Para isso,  a lei define em primeiro lugar o que é valor venal, estabelecendo que “considera-se valor venal unitário do metro quadrado de terreno o preço de venda à vista em condições normais de mercado para o metro quadrado do mesmo imóvel.” “Esta definição é fundamental porque, por mais que muitas normas citem o valor venal, não havia na legislação até agora uma definição clara do que é este valor venal”, explica Bernardelli.

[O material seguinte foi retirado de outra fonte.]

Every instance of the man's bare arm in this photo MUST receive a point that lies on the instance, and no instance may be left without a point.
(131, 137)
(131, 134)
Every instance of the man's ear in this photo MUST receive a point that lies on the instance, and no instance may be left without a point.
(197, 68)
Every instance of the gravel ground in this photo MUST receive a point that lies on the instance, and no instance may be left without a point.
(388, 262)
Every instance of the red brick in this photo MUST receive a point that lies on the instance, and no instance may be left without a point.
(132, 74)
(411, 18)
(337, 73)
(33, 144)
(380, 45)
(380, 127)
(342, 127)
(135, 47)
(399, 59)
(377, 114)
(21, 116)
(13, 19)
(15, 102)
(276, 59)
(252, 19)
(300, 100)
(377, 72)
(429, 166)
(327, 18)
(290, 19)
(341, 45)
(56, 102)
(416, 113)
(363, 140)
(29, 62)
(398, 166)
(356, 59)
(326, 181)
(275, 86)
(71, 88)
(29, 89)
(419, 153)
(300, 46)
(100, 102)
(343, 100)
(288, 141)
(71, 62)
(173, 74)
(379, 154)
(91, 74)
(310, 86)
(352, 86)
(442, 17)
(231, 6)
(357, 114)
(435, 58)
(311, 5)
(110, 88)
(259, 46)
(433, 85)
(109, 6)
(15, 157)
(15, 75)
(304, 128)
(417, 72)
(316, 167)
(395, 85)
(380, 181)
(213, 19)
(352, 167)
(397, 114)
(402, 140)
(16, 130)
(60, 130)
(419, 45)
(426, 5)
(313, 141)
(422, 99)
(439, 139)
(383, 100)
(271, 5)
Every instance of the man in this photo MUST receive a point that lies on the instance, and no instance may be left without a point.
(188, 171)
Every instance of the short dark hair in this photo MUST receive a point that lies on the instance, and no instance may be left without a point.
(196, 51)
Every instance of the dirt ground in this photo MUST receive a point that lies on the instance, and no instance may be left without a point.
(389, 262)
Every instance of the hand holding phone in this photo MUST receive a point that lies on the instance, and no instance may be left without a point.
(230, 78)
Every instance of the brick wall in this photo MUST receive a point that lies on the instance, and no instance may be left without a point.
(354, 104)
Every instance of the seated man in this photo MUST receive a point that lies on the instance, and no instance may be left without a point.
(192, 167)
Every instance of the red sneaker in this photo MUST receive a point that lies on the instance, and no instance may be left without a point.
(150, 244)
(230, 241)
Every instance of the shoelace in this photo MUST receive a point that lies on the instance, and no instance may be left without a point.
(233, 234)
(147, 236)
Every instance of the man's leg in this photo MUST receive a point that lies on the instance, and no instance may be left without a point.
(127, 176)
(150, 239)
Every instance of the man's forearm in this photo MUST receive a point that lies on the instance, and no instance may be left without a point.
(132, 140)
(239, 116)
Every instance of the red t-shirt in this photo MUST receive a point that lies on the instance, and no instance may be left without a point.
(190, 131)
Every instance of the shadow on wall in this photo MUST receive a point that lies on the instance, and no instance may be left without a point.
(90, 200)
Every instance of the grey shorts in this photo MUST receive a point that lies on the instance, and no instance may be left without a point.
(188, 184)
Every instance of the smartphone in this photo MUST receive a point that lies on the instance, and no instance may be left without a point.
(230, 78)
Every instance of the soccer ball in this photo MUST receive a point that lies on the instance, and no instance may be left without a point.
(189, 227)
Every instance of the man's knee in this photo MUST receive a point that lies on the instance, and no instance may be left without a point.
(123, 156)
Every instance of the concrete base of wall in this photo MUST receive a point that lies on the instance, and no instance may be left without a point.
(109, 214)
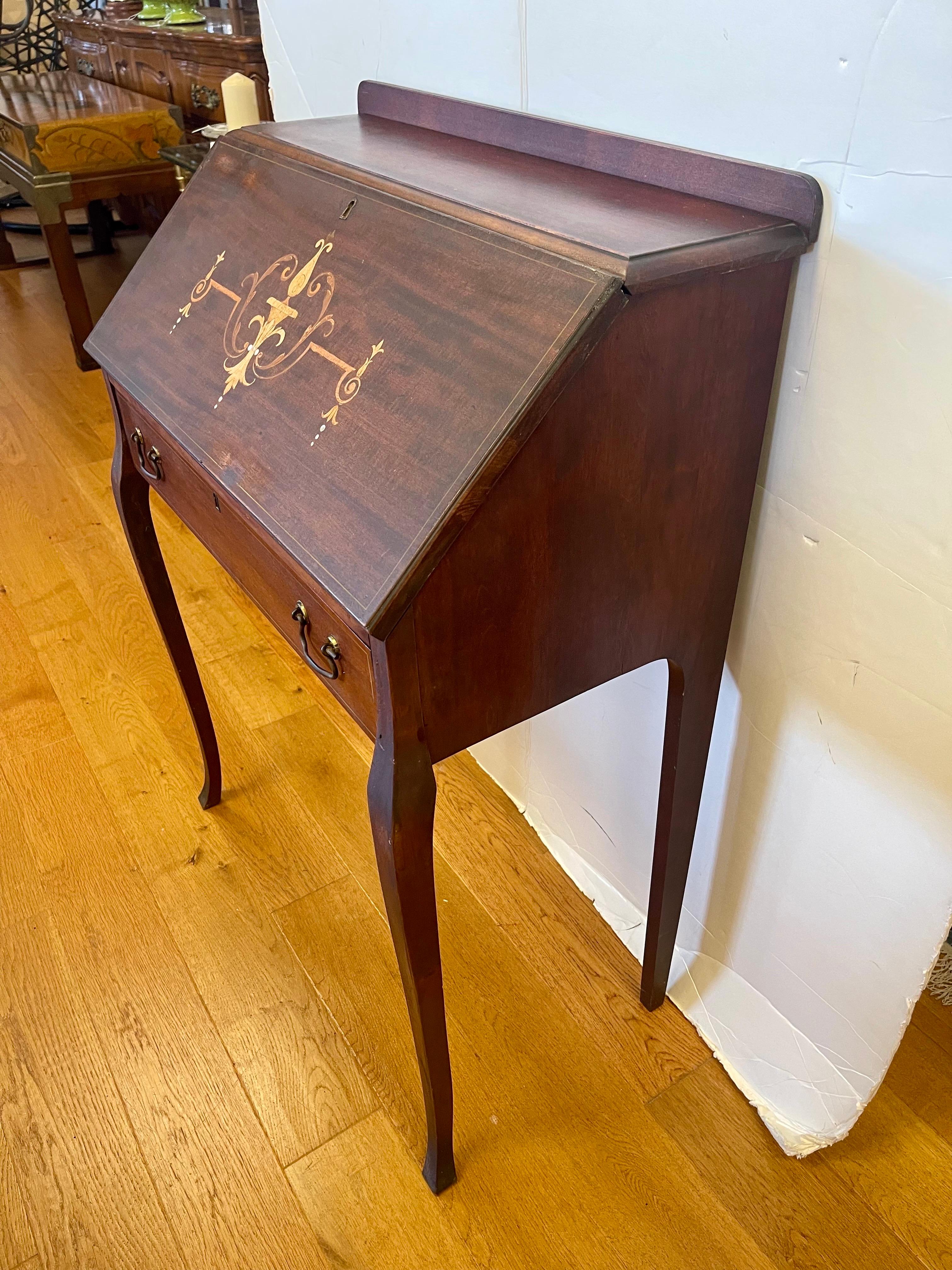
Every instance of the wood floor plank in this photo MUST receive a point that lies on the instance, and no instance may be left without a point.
(215, 1171)
(31, 716)
(331, 776)
(903, 1170)
(296, 1067)
(17, 1243)
(936, 1020)
(802, 1220)
(536, 1104)
(503, 861)
(518, 882)
(86, 1180)
(364, 1193)
(921, 1075)
(148, 759)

O projeto de lei estipula, então, que a prefeitura tem a obrigação de, em sendo constatado por decisão fundamentada que o valor constante da Planta Genérica está superior ao valor verbal do metro quadrado do terreno, alterar o valor lançado para o respectivo imóvel. Por fim, o projeto de lei estabelece como o cidadão poderá provar o valor real: ele deverá providenciar laudos técnicos  firmados por profissionais devidamente vinculados a Conselhos de Base competentes (CREA,, CAU e CRECI), conferidos pela Coordenadoria de Avaliação Imobiliária ou área de competência equivalente.

“Esta medida desburocratiza e simplifica o procedimento de revisão do valor venal, possibilitando que o contribuinte se valha de pelo menos dois laudos produzidos por profissionais devidamente habilitados pelos órgãos de classe competentes para comprovar a discrepância de valor de mercado de imóvel. Diante desses laudos, após simples conferência do setor de avaliação, a autoridade tributária irá corrigir as distorções”,acredita.

O Projeto de Lei Complementar já foi protocolado, sob o número 20/2019, e deverá passar pelas comissões pertinentes – entre as quais a de Constituição e Legalidade – antes de ser enviado para votação no Plenário, em primeira e segunda análise.